# Holly Pheasant Hunt



## KashagLake (Sep 27, 2010)

Hey guys, 

Thought I'd share a couple pictures of Holly from the last hunt she was on! This was the best she's ever run to date!! We were so proud of her!


----------



## KashagLake (Sep 27, 2010)

Another...


----------



## KashagLake (Sep 27, 2010)

10 months old here...


----------



## redbirddog (Apr 23, 2010)

Can I come next time?

What part of the world do you hunt?

Looks like great hunting with a very talented young Vizsla.

You wouldn't see that many wild birds in 6 months in California.

Rod a.k.a. redbirddog


----------



## gunnr (Aug 14, 2009)

Well done to both of you. I know a ton of work went into that one morning!

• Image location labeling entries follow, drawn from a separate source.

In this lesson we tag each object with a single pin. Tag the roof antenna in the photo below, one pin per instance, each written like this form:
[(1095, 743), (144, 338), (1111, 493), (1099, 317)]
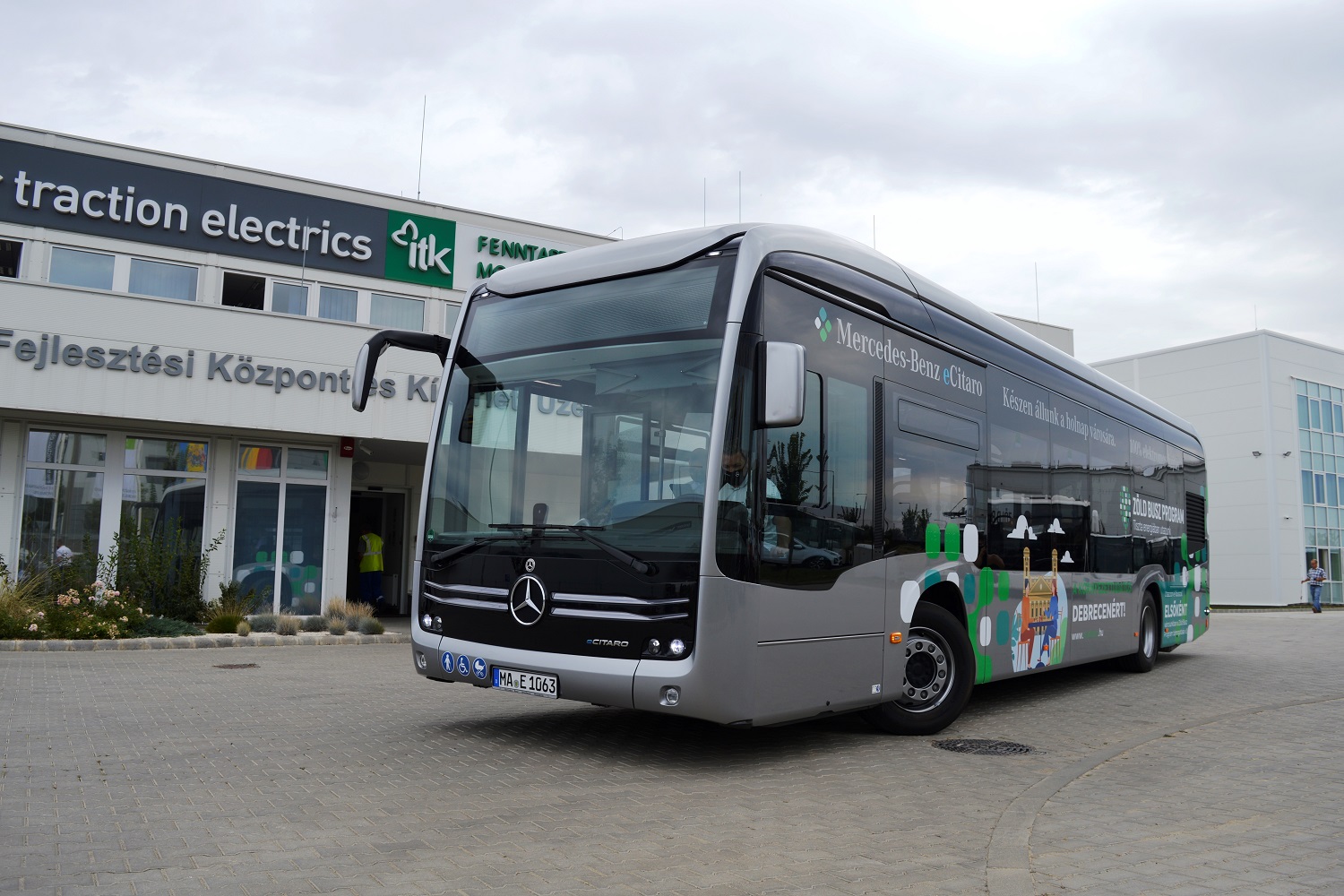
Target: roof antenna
[(421, 169), (1037, 271)]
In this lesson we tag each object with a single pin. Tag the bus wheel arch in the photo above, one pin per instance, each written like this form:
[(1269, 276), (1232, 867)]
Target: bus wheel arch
[(940, 673), (1150, 635)]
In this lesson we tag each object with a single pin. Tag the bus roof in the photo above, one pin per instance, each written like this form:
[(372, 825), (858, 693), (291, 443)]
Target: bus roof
[(668, 250)]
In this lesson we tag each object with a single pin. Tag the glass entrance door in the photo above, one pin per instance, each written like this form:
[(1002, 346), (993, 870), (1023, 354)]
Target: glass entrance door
[(280, 527)]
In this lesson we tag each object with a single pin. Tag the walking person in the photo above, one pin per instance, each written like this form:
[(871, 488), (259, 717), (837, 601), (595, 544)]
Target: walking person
[(1314, 576), (370, 567)]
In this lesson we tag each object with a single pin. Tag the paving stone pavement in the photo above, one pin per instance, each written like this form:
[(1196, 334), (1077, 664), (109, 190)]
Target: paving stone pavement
[(339, 770)]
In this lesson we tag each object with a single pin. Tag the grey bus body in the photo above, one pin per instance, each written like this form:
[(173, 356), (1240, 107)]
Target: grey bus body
[(932, 497)]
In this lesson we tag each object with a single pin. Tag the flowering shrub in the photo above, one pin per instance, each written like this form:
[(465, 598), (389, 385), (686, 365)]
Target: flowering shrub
[(93, 611)]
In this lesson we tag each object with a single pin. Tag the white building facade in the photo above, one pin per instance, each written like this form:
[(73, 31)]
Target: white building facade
[(177, 346), (1269, 410)]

At 10 months old that's more than a little impressive. 
It looks like it was a great day for all.
Give her some rice and steak. She earned it.


----------



## Mischa (Feb 17, 2010)

Awesome work Guys!
I saw their pup get her 'field dog junior' at 7 months old!  She's a natural.


----------



## mswhipple (Mar 7, 2011)

Great photos, KashagLake!! Holly looks pretty proud of herself, too. I think there was supposed to be a third photo, as well, but it didn't post. Anyhow, thanks for sharing! Beautiful.


----------



## Crazy Kian (Aug 10, 2009)

Grat stuff, congrats to Holly...and you.

Rod, we are up In Ontario, Canada. You should jump in your RV and bring the dogs up here.


----------



## KashagLake (Sep 27, 2010)

Thanks guys! She's really coming along...she goes absolutely nuts when shes hunting! She has a real passion for it! 
Partridge season has opened here so I'll be sure to post some more pics! As well as her Pelee Island Hunt is coming up in October!


----------



## Drago (Jun 11, 2010)

Nice pictures.. your dog is a natural!! 
Last week the season opened here in the Netherlands for partridges and pheasants... hope to take pictures like you do ;-)


----------



## mason (Oct 11, 2010)

I'm wondering if you are required to wear that reflective shirt in Canada? ;D


----------